Seçimden sonra 5’li konferans
BM Genel Sekreteri Guterres BM 75 inci genel kurul çalışmaları öncesi düzenlediği basın toplantısında “diplomatik girişimlere başlamadan önce Kıbrıs’ın kuzeyindeki seçimleri beklememiz gerektiği konusunda fikir birliği vardı. Seçimler olur olmaz garantörler ve iki tarafın yer aldığı 5 kilit aktörle siyasi süreci yeniden başlatmayı planlıyorum” dedi.
Guterres’in bu açıklaması sürpriz değil. Guterres Nisan seçimleri öncesi Berlin’de iki liderle buluşmuş ve kuzeydeki cumhurbaşkanlığı seçiminin ardından 5’li zirve çağrısı yapacağını açıklamıştı.
BM’nin 5’li zirve çağrısına 3 garantör ve Kıbrıslı Türklerle, Rumlar olumsuz yanıt verebilir mi?
Hayır.
Bu zirvede konuşulacak çözüm modeli ne olacak?
Elbette bugüne kadar ne konuşulduysa o konuşulacak. Yani Federal çözüm konuşulacak.

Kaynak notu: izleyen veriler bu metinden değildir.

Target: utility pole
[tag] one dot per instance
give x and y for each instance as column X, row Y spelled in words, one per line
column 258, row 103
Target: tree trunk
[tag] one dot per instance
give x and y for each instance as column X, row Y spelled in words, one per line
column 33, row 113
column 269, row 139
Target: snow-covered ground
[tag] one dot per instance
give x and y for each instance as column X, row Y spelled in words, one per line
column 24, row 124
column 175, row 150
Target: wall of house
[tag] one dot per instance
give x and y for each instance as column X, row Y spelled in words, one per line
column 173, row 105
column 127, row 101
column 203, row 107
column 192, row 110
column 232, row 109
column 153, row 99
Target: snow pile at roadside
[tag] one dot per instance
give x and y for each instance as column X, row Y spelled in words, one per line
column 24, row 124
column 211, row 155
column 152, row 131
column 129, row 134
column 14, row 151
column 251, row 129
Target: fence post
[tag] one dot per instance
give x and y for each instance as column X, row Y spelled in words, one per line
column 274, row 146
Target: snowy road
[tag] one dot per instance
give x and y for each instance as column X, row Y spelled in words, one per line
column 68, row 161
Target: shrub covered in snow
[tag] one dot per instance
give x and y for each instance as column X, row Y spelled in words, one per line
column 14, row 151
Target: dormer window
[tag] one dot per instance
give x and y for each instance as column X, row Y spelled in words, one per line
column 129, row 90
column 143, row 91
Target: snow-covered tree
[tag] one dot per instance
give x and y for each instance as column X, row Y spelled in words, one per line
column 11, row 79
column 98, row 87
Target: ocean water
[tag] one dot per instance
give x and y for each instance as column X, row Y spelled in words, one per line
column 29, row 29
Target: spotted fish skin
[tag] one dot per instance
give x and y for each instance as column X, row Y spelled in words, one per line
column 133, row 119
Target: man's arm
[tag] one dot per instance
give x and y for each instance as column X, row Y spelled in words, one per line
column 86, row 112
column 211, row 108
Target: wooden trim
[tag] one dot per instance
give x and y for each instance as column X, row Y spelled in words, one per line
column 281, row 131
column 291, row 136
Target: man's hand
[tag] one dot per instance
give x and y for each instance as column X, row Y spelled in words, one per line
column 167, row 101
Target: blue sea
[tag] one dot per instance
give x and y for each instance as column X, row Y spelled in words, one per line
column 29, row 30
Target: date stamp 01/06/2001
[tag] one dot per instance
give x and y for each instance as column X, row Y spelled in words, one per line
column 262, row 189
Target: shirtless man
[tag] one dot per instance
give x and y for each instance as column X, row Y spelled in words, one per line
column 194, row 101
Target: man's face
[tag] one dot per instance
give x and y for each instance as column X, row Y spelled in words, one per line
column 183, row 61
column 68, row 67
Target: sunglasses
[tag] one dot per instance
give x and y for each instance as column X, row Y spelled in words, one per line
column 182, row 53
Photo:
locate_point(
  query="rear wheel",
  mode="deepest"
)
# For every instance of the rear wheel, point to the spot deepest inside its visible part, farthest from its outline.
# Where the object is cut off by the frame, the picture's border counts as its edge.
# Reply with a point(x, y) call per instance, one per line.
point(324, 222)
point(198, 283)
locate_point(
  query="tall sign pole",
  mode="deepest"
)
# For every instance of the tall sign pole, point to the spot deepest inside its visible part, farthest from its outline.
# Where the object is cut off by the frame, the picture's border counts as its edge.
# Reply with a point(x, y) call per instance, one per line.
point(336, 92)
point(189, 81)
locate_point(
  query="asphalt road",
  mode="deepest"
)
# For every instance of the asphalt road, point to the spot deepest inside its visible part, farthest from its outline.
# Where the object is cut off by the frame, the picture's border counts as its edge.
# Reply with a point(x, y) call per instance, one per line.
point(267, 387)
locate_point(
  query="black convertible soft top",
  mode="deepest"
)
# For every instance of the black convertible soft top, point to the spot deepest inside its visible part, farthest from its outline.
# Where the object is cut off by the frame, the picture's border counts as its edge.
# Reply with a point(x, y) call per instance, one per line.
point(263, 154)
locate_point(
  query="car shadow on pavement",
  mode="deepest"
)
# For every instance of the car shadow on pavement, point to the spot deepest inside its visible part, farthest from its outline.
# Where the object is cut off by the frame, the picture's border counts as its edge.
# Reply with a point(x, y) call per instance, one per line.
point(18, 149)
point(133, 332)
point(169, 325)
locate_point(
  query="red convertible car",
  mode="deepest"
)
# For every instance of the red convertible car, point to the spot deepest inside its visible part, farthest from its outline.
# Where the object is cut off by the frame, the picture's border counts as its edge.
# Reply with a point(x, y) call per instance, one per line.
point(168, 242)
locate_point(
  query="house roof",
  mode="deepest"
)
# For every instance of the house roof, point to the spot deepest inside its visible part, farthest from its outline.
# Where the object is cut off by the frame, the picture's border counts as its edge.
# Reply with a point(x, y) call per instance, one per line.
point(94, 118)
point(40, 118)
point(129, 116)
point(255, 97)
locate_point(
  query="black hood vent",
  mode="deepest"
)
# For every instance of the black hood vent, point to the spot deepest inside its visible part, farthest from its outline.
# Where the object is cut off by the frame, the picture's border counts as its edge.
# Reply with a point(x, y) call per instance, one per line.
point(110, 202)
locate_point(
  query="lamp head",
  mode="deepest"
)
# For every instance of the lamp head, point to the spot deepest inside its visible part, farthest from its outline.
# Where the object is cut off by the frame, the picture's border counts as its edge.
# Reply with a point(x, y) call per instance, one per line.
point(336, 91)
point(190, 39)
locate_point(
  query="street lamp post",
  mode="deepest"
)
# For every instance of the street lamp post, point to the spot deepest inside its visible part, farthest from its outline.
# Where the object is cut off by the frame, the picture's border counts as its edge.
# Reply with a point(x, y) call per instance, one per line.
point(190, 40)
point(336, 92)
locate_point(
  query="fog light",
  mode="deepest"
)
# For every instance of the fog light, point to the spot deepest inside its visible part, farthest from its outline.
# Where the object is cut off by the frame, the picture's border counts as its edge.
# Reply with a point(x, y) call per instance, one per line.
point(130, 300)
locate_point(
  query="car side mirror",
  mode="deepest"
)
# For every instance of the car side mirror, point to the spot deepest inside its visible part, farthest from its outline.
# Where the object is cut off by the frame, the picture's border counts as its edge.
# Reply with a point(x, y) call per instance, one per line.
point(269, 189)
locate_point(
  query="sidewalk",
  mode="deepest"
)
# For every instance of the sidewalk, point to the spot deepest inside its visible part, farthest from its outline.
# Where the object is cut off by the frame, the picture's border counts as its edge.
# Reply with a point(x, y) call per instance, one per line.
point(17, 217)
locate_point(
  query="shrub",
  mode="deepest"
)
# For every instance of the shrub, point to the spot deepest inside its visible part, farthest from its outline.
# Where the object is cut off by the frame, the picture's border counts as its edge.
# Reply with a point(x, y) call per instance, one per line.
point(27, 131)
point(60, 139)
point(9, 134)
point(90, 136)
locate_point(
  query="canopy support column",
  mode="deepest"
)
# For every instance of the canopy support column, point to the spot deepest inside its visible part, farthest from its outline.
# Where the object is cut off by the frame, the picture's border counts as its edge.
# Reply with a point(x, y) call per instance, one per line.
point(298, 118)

Masaya alternatif çözümler koyacaklarını ve federal çözüm görüşmeyeceklerini söyleyenlerden herhangi biri yanlışlıkla seçilirse ne yapacak?
Tıpış tıpış 5’li zirvenin yolunu tutacak ve masaya oturarak Federal çözümü görüşecek.
Nereden mi biliyorum.
UBP’nin Kıbrıs sorunu ile ilgili milletvekili Oğuzhan Hasipoğlu dün BRT’de yayınlanan bir TV programında “müzakere sürecinde federasyon görüşmesi olacaksa belli bir takvim ve süre sınırı olması gerekir” dedi.

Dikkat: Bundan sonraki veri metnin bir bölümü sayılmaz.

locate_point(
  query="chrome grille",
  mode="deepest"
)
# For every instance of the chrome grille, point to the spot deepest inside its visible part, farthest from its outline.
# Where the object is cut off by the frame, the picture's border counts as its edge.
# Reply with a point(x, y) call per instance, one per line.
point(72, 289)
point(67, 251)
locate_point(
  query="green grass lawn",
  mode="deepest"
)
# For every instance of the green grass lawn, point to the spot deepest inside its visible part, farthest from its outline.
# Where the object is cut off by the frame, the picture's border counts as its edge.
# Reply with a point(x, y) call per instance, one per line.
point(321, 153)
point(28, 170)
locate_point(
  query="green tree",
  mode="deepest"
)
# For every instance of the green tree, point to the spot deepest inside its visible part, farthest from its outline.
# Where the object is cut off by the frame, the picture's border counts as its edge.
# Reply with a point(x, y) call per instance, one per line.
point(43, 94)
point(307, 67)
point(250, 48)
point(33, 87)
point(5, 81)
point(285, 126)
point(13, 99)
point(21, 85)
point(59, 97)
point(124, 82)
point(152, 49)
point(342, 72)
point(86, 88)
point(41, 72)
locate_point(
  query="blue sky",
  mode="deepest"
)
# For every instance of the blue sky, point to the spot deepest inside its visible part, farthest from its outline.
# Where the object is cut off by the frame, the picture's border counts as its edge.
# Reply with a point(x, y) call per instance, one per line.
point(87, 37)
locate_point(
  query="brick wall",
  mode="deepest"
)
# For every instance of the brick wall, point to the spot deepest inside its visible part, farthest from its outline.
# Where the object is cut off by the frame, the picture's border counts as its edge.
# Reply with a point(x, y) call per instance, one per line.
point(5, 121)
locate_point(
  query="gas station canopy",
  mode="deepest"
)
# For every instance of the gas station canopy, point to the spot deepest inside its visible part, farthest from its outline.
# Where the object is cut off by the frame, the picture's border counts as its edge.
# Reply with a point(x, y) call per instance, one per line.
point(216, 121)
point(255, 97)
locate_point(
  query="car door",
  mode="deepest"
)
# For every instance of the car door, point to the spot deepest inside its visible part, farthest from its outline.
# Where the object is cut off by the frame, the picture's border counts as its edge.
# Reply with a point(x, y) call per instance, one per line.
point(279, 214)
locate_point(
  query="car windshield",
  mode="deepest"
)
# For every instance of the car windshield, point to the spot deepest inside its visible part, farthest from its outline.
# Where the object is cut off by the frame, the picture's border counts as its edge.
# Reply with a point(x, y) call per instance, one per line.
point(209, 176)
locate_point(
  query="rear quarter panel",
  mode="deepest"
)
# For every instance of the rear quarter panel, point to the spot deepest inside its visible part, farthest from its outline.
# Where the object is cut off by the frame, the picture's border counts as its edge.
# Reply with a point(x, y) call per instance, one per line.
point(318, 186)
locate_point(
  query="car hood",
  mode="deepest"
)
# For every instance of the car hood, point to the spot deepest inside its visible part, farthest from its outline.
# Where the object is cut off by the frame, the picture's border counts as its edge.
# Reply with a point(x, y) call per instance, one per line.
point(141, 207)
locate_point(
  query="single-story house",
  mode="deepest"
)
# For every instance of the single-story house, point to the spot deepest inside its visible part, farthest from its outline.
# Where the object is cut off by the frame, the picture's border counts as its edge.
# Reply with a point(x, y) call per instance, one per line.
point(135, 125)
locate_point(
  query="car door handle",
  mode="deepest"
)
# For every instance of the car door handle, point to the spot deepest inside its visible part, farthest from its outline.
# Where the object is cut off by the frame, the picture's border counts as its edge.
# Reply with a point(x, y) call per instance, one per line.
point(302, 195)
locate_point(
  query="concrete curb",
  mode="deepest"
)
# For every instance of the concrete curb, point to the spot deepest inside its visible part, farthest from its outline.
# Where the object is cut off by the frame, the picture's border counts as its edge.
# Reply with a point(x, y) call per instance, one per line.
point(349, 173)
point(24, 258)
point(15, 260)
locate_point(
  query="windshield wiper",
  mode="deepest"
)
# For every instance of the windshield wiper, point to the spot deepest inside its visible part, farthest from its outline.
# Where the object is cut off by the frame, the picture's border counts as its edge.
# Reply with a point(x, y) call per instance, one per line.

Yani masaya alternatif çözümler değil Federal çözüm için oturulacak.
Doğu Akdeniz’de sular iyice ısındı. Türkiye ile Yunanistan bir kez daha sıcak savaşın eşiğine geldi. Gerilim hala sürüyor.
Yunanistan ve Rum tarafı bu süreçte yalnız olmamaya çok ama çok önem verdiler ve başardılar. Hem AB, hem ABD, hem de Rusya’yı yanlarına almayı başardılar. İsrail, Mısır ve Fransa ise doğrudan destek veriyor.
Peki bu sorun nasıl aşılacak?
Anahtar nerede?
Doğu Akdeniz’deki gerilimin anahtarı Kıbrıs sorunudur. Kıbrıs sorunu çözülmeden Doğu Akdeniz’de sular durulmaz.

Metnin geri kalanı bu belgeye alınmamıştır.